Take a look at query 260. The mass tolerance for this search was fairly wide, ±0.8 Da, so the observed mass difference could correspond to either carbamidomethylation or carboxymethylation at the N-terminus. Since this sample was alkylated with iodoacetamide, we would choose carbamidomethylation as the more likely suspect, especially as this brings the error on the precursor mass into line with the general trend, whereas carboxymethylation would give an error of +0.5 Da. The assignment to carbamidomethylation is also very believable, because this is a known artefact of over-alkylation. The same modification is found for other queries. Another easily believable assignment is pyro-Glu for the match to query 252.
In other cases, the match may be good, but the assignment is not believable. For example, look at query 218, which has a mass difference of 15.0 Da on the N-term D, assigned to Hydroxamic_acid (DE). If you look this up in Unimod, it is described as an artefact of exposure to hydroxylamine. This is possible, but note that the amino terminus also carries an Acetyl, mass 42.0, which was included in the search as a variable modification. The sum of these two mods is 57.0, which happens to be the mass of N-term carbamidomethylation, an altogether more likely explanation.

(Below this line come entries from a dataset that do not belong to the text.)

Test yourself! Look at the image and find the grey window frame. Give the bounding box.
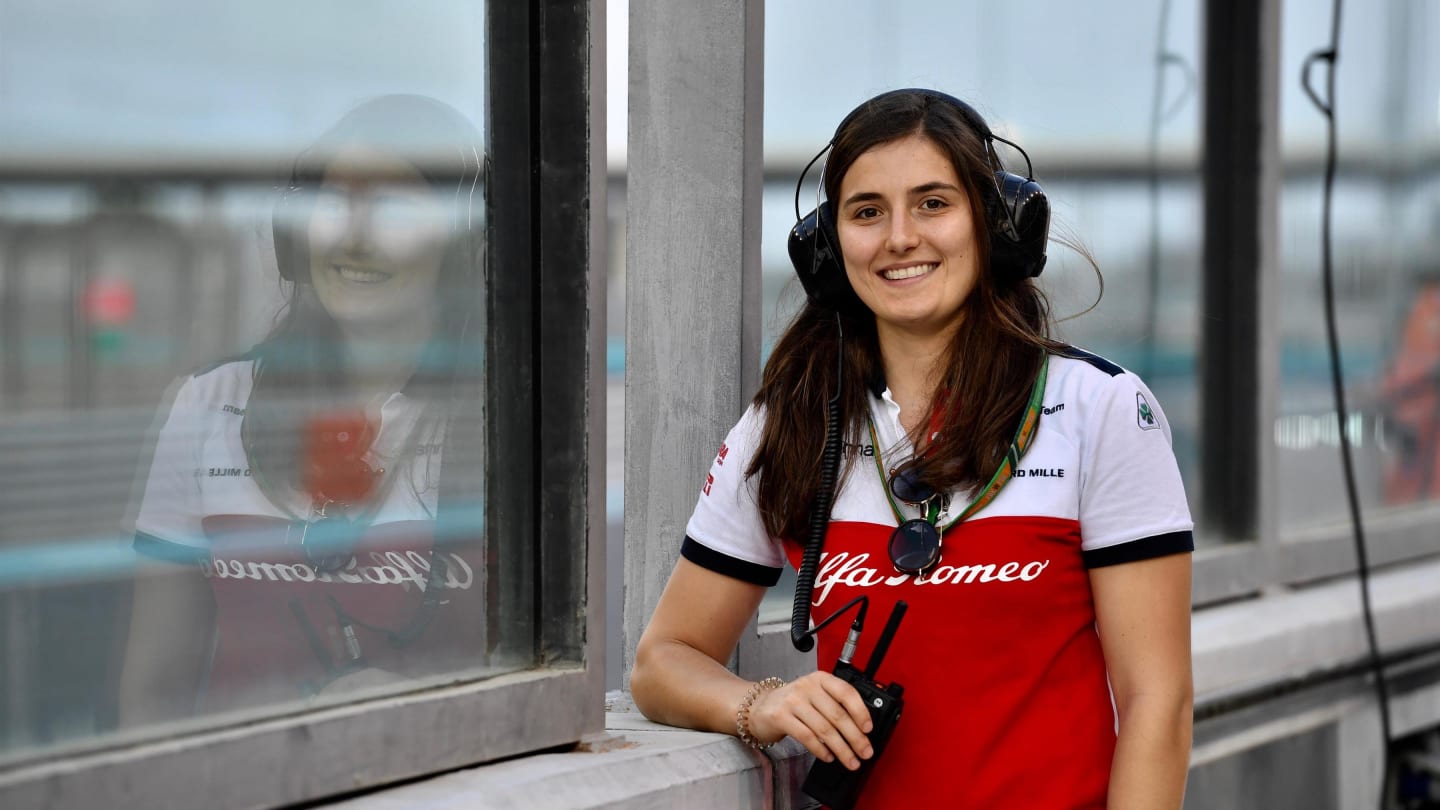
[1191,0,1440,609]
[0,0,606,807]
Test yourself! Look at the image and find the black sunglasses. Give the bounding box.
[887,469,943,575]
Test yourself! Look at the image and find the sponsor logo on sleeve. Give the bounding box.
[1136,393,1159,431]
[716,443,729,466]
[702,472,714,496]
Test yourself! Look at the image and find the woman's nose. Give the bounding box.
[339,196,375,251]
[885,212,920,253]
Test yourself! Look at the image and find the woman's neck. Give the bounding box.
[338,319,434,409]
[876,321,957,436]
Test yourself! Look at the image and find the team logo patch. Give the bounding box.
[1136,393,1159,430]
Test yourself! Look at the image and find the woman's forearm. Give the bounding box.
[119,560,215,726]
[630,636,755,735]
[1106,692,1193,810]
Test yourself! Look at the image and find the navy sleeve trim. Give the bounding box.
[681,535,783,586]
[134,531,209,565]
[1056,346,1124,377]
[1083,530,1194,569]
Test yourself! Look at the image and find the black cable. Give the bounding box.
[1141,0,1195,382]
[791,314,846,652]
[1301,4,1394,807]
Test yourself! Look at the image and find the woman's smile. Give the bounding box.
[332,265,397,285]
[879,262,939,282]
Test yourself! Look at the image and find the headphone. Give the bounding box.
[787,89,1051,312]
[271,96,486,285]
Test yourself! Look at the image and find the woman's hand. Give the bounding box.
[746,671,875,770]
[632,560,875,769]
[317,666,408,697]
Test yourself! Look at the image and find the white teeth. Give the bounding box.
[881,263,937,281]
[335,266,392,283]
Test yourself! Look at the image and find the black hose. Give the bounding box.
[792,317,846,652]
[1302,4,1393,806]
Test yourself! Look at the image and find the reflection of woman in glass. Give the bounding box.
[120,95,486,723]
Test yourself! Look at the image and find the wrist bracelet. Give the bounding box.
[736,676,785,750]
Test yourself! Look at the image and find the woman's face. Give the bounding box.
[835,133,981,338]
[307,145,450,336]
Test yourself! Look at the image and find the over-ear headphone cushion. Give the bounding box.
[987,171,1050,279]
[272,186,309,284]
[788,202,866,313]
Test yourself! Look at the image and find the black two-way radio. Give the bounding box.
[802,600,908,810]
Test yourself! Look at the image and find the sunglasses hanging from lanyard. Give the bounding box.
[870,355,1048,576]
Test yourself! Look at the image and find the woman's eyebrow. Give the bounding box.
[840,190,883,208]
[911,181,962,196]
[841,182,962,209]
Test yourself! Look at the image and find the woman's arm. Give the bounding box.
[631,557,875,770]
[118,555,216,726]
[1090,552,1194,810]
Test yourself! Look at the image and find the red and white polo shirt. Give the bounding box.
[683,348,1193,809]
[134,359,485,712]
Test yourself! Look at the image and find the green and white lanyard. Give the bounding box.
[867,354,1049,532]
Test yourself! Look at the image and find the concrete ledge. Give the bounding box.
[1193,554,1440,698]
[334,696,815,810]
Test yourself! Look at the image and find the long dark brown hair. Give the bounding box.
[748,90,1071,541]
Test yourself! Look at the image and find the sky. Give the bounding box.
[0,1,1433,169]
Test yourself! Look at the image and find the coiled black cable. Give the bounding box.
[1301,2,1393,806]
[791,314,846,652]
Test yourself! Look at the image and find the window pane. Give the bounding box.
[0,0,532,766]
[1276,2,1440,534]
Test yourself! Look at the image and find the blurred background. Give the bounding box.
[2,0,1440,806]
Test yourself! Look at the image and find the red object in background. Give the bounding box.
[303,411,378,505]
[81,277,137,326]
[1381,280,1440,503]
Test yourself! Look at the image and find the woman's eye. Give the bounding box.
[920,197,947,211]
[372,196,426,225]
[854,206,880,220]
[312,189,348,219]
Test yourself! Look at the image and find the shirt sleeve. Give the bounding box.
[1078,371,1195,568]
[134,377,210,563]
[681,405,787,586]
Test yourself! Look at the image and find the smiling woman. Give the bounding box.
[119,95,492,723]
[632,89,1195,810]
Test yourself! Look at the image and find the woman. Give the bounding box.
[120,95,487,723]
[631,89,1194,808]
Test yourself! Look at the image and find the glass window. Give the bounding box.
[0,0,561,772]
[1276,2,1440,535]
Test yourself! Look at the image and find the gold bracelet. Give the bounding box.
[736,676,785,750]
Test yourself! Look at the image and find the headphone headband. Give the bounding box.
[789,89,1051,312]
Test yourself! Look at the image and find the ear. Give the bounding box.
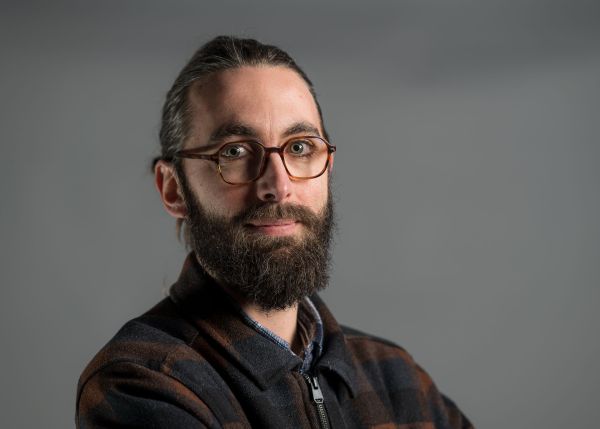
[154,160,187,219]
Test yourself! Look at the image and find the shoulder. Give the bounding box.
[341,324,419,368]
[77,297,202,397]
[339,325,436,400]
[341,325,406,348]
[76,298,231,427]
[339,325,474,428]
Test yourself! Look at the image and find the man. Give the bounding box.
[76,36,473,428]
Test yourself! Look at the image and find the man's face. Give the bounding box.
[182,66,330,222]
[165,66,334,310]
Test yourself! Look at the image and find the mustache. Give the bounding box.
[232,202,322,229]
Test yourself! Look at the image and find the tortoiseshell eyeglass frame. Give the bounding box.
[172,136,336,185]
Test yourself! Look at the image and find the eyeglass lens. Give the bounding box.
[218,138,329,184]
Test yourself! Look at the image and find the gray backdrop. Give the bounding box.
[1,1,599,428]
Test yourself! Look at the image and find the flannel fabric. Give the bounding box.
[76,254,474,428]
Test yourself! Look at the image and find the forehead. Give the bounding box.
[186,66,322,144]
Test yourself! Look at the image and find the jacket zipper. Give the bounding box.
[304,374,331,429]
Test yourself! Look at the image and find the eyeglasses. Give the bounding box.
[173,136,336,185]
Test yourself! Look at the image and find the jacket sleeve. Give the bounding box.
[76,361,220,428]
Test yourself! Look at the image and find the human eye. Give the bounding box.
[286,139,316,157]
[220,143,252,159]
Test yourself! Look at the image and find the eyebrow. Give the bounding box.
[208,121,322,144]
[282,122,322,138]
[208,122,259,143]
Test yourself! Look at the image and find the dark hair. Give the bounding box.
[153,35,327,170]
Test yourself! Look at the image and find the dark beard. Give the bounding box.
[179,177,335,311]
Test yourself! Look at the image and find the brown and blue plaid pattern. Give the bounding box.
[77,254,474,428]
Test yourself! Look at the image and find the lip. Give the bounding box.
[245,219,299,236]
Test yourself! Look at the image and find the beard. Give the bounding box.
[178,177,335,311]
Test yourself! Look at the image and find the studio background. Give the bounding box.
[1,1,599,428]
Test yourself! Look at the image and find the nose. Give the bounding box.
[255,152,292,202]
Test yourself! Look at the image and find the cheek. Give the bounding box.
[296,178,329,212]
[183,167,245,215]
[202,186,255,217]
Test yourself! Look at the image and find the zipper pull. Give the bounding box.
[307,375,324,404]
[304,374,331,429]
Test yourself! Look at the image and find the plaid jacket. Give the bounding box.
[76,255,474,428]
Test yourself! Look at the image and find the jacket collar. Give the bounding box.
[310,294,358,398]
[169,253,358,397]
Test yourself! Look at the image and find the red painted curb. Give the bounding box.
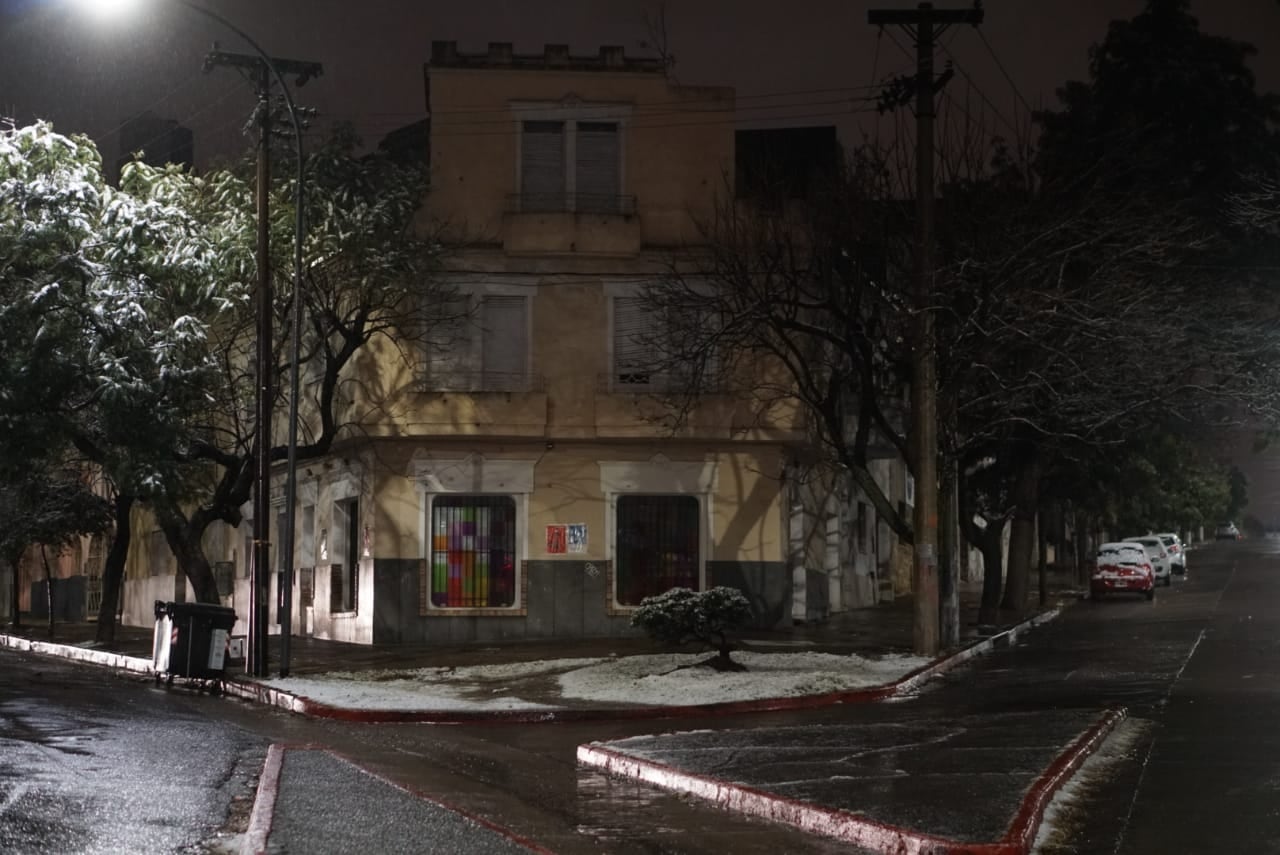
[219,608,1062,725]
[576,742,964,854]
[998,707,1128,854]
[576,705,1126,855]
[241,743,284,855]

Always check the alternative matches that are displayed if you expand the twisty in the rank column or click on the query number to load a Peptide View report. It is common to get multiple matches with similar scores, and the best match may be an unlikely modification, while a match with a slightly lower score has a more credible explanation. Query 124 provides a good example. The displayed match has a delta corresponding to succinylation and the peptide sequence found in family member 2.3. A match with the same score is obtained from the peptide sequence found in family member 2.1 plus a delta of 114.0, which corresponds to double carbamidomethylation – a more likely modification.